The Lair of the White Worm (Metal Blade, 2004)
The Lair of the White Worm may have stuck closely to the blueprint of its predecessor, but there’s also a bump up in the amount of, dare we say, mainstream flirtation. Imagine if you will Black Album era Metallica discovering Amon Amarth. It’s a comparison that speaks to the development of new and ongoing traits—the understated ginormity of their tone and production wizardry, Henri’s vocal phrasing smarts in “Sigma Enigma,” and, in the title track, how to make brutality irresistibly infectious.


The Toxic Touch (Metal Blade, 2006)
Fear and loathing were the immediate sentiments to take hold at the opening of The Toxic Touch. Lead-off track “Faithless” had something Rammstein might make use of on their own albums, with the industrial-lite clamor bookending an uncharacteristically sanitized version of the Dutch death dealers. This is not to say songs like “Falling Down” and “Hating Life” weren’t worthy of addition to the God Dethroned cannon, but they illustrated that scraping the grit from beneath this band’s fingernails wasn’t the best move.

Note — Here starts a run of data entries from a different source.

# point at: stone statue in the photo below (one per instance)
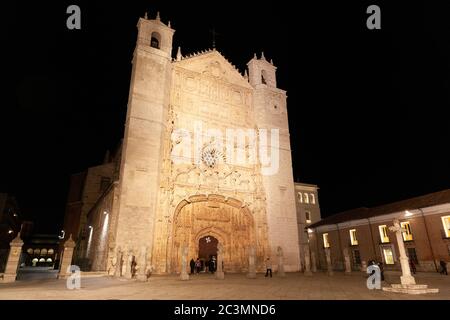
(112, 266)
(313, 262)
(184, 256)
(348, 267)
(219, 272)
(306, 252)
(329, 265)
(406, 278)
(118, 268)
(141, 266)
(128, 261)
(280, 271)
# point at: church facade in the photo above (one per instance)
(205, 160)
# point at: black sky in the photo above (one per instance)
(367, 108)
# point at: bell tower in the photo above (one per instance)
(269, 103)
(145, 125)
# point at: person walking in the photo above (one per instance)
(443, 267)
(198, 265)
(380, 265)
(192, 265)
(268, 267)
(412, 266)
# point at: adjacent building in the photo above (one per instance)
(365, 233)
(10, 221)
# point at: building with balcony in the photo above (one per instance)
(425, 221)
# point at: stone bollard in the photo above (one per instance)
(142, 265)
(329, 265)
(306, 252)
(64, 271)
(220, 275)
(280, 271)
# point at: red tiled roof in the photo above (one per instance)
(424, 201)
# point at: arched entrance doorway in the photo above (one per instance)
(207, 251)
(224, 220)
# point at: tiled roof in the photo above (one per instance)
(428, 200)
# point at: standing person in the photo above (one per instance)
(192, 265)
(198, 265)
(381, 270)
(443, 267)
(268, 267)
(412, 266)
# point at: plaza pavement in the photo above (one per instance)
(295, 286)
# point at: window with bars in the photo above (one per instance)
(412, 255)
(356, 257)
(407, 234)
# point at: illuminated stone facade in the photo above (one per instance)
(160, 205)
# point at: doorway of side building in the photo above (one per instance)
(207, 252)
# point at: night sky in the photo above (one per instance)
(367, 108)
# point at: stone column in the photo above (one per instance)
(406, 277)
(313, 262)
(307, 271)
(348, 266)
(142, 265)
(329, 266)
(64, 271)
(184, 256)
(219, 272)
(13, 259)
(280, 271)
(251, 263)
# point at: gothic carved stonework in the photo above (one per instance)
(226, 219)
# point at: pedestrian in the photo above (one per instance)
(443, 267)
(198, 265)
(380, 265)
(268, 267)
(192, 265)
(412, 266)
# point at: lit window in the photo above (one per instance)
(446, 224)
(383, 234)
(306, 198)
(300, 197)
(388, 256)
(308, 216)
(353, 239)
(407, 234)
(326, 243)
(155, 40)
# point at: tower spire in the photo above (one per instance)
(262, 56)
(214, 34)
(179, 56)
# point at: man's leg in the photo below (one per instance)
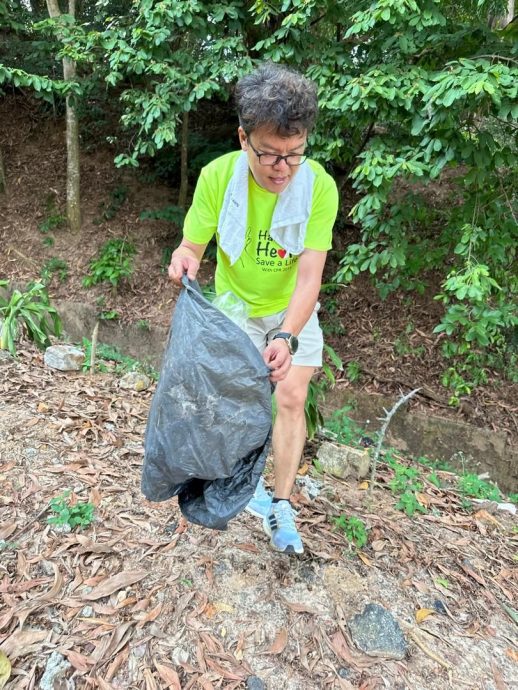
(289, 435)
(289, 431)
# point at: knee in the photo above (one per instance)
(291, 398)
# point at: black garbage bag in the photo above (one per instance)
(209, 427)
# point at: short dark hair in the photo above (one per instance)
(276, 96)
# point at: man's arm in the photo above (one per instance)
(186, 258)
(300, 308)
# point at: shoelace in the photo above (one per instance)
(284, 515)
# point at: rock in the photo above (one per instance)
(310, 487)
(343, 461)
(179, 656)
(135, 381)
(376, 632)
(5, 356)
(64, 357)
(54, 674)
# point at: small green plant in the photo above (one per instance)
(405, 479)
(68, 512)
(472, 485)
(28, 311)
(409, 504)
(346, 430)
(54, 266)
(353, 371)
(110, 360)
(113, 264)
(317, 389)
(434, 479)
(353, 528)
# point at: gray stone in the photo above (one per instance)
(463, 445)
(376, 632)
(309, 487)
(64, 357)
(5, 356)
(343, 461)
(55, 672)
(135, 381)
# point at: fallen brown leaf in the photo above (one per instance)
(279, 643)
(168, 675)
(114, 583)
(23, 642)
(422, 614)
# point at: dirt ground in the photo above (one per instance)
(141, 599)
(392, 341)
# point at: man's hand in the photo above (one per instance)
(183, 264)
(277, 357)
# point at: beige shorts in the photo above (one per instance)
(311, 341)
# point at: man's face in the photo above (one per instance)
(275, 178)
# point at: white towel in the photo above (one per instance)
(290, 216)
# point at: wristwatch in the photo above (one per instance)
(291, 340)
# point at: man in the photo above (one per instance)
(272, 210)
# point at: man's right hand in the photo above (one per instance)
(180, 265)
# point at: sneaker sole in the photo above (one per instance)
(255, 512)
(289, 550)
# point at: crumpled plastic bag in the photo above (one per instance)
(236, 309)
(209, 427)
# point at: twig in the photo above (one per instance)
(381, 436)
(93, 349)
(413, 633)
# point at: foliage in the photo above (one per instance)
(118, 196)
(346, 430)
(109, 359)
(28, 311)
(353, 528)
(409, 504)
(406, 484)
(317, 389)
(51, 222)
(172, 214)
(353, 371)
(471, 485)
(113, 264)
(54, 266)
(68, 512)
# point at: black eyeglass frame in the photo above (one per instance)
(278, 157)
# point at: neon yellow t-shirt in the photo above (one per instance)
(265, 274)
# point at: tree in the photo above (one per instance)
(72, 129)
(411, 90)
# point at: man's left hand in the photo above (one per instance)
(278, 359)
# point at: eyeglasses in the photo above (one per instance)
(292, 159)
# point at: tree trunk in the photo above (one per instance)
(72, 136)
(184, 152)
(503, 20)
(3, 181)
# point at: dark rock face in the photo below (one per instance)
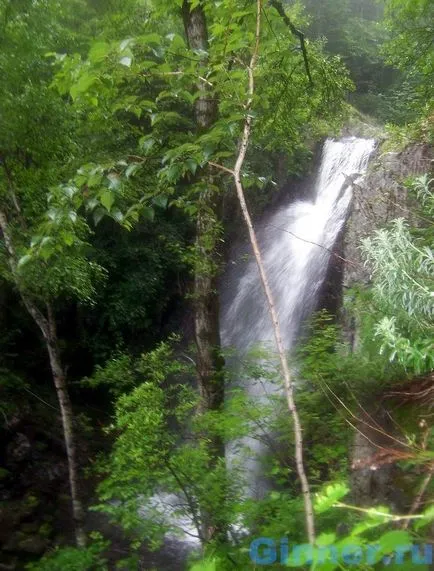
(378, 199)
(34, 500)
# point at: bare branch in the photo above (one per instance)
(288, 385)
(296, 32)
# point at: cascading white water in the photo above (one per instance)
(295, 243)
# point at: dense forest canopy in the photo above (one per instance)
(136, 138)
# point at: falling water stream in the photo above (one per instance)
(295, 241)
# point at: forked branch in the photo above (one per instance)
(288, 385)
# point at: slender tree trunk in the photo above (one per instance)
(209, 361)
(289, 389)
(47, 326)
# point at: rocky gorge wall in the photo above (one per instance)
(381, 197)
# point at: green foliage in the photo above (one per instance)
(74, 559)
(402, 268)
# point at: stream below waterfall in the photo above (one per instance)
(296, 241)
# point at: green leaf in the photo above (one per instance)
(83, 84)
(393, 539)
(332, 494)
(24, 260)
(160, 201)
(148, 213)
(107, 198)
(99, 51)
(98, 215)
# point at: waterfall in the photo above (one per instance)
(296, 243)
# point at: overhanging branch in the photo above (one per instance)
(296, 32)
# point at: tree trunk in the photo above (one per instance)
(289, 389)
(59, 379)
(47, 327)
(209, 361)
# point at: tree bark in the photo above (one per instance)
(47, 326)
(209, 361)
(289, 388)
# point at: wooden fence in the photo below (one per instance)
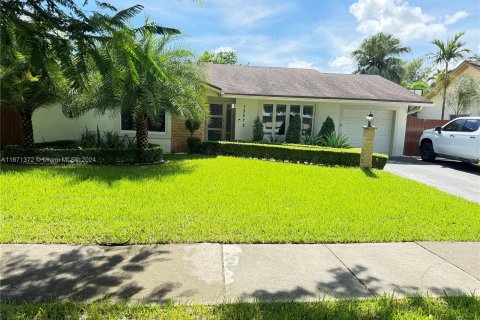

Passiondale (Passchendaele), Under the Sign of the Iron Cross, The World Ablaze (Metal Blade, 2009, 2010, 2017)
We’ve decided to lump these three albums together not only because they are a trilogy based on the battles and horrors of the First World War, but also because the albums are cut from a similar cloth and heralded a noticeable directional shift for the band. In keeping with the theme, the established baseline was augmented with a martial/militaristic feel. The grandiosity of the band’s sound took a crooked bent towards that of national anthems that lingered under the broadened strokes of blackened death metal. The experimental widening got more proficient and seamless as the trilogy progressed, but the seven year break after Under the Sign of the Iron Cross left The World Ablaze feeling somewhat struggling to keep up.